Havia muitos cinemas em Havana, que se transformou em minha Roma antiga e moderna, mas não contemporânea. O Salón Rojo (Salão Vermelho), por exemplo, teve o nome mudado para Salón Régio, devido a protestos do respeitável, ou, neste caso, das respeitáveis... As senhoras do bairro se negavam a entrar numa sala vermelha, não por serem anticomunistas, mas pelas conotações dessa cor do pecado. Havia o Esmeralda, assim chamado não pela pedra preciosa, mas pela innamorata do corcovado em "O Corcunda de Notre Dame", e não por Victor Hugo, mas Hugo Víctor, o dono do cinema, eternamente apaixonado por Maurreen O'Hara, aquela belezura.
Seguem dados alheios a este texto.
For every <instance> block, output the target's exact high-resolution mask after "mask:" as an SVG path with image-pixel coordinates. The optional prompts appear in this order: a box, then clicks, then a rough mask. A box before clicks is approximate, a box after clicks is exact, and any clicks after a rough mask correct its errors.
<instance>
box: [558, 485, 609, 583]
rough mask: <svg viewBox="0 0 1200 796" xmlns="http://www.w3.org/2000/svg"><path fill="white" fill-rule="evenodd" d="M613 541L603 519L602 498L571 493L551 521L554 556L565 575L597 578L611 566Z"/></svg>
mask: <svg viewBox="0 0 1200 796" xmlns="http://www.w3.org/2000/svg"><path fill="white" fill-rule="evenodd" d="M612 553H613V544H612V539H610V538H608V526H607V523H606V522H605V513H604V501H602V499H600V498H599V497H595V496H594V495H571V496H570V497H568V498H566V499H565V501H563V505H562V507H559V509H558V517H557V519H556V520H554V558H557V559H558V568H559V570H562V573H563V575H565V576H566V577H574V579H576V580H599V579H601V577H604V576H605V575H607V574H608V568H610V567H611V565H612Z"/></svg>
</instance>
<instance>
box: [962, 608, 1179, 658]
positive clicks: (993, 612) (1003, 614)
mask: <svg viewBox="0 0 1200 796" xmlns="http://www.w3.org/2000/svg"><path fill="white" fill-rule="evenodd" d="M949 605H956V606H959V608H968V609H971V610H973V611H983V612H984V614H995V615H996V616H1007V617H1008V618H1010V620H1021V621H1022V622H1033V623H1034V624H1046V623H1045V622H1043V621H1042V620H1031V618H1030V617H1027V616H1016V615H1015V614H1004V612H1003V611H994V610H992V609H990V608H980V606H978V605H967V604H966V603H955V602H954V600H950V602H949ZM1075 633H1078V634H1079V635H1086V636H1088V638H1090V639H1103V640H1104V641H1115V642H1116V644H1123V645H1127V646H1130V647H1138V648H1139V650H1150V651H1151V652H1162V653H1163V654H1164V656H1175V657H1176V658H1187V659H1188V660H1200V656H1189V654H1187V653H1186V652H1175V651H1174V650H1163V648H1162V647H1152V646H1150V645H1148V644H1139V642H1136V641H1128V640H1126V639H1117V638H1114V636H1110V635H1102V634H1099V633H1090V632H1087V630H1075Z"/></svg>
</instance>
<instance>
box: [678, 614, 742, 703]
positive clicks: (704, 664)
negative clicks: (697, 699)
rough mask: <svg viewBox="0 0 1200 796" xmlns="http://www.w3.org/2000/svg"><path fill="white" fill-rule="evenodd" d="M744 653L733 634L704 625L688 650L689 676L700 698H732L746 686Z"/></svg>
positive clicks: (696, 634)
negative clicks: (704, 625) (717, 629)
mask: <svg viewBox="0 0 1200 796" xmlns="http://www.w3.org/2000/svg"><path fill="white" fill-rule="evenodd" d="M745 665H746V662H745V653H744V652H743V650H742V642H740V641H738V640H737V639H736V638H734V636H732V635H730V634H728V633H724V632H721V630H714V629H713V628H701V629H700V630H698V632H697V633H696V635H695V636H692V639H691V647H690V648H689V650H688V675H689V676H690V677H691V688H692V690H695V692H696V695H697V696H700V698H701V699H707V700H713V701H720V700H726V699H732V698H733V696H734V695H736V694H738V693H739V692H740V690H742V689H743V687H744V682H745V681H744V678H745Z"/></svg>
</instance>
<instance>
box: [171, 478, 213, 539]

Havia o Violeta, com sua fachada tirante a violeta. E o Cine Cuatrocaminos, encravado numa encruzilhada de cinemas. Havia o Encanto, sempre encantador antes de desaparecer na clausura. Havia um Cine Fausto, mas não um Cine Don Juan. Havia o Niza e o Montecarlo, cines de sevícia, não porque exibissem exibicionistas filmes pornô, avançadinhos que eram, mas porque um menino que ali entrasse penetrava numa selva selvagem de pederastas e pedófilos e putas nada respeitosas. Aqueles cinemas, e não seus filmes, eram proibidos para menores.
O auge dos cinemas de Havana foi em 1940, quando abriu o Teatro América. Dentro de um dos melhores exemplos de arquitetura art-déco da cidade, o América era o cinema mais caro de Cuba naquela época. Hoje o preço da entrada parece ridículo (um peso, que era US$ 1), mas era o melhor cinema de estréias em Havana. (Da primeira vez, seguindo a tradição, fui com um passe grátis conseguido por uma tia). Depois vieram o Radiocentro, o Rodi, o Acapulco, o Astral e o Atlantic, todos salas de estréias, nos quais fui como público e como crítico.
Mas o cinema mais inesquecível de garoto foi o Lira (depois transformado no Capri, pretensioso centro de reunião de cinematecos e cineastas), cuja entrada custava dez centavos para menores e 25 para adultos. Lá eu vi desde as comédias curtas dos Três Patetas até "À Beira do Abismo", em que Humphrey Bogart perseguia as pistas do crime e punha as mãos no criminoso, enquanto era acaraciado por, nessa ordem, Dorothy Malone, Martha Vickers e Lauren Bacall. Uau!
Em minha idade adulta, o inesquecível foi o Cine La Rampa, situado na rua La Rampa. Para alguns o oxímoro perfeito e para mim uma tautologia, o belo cinema.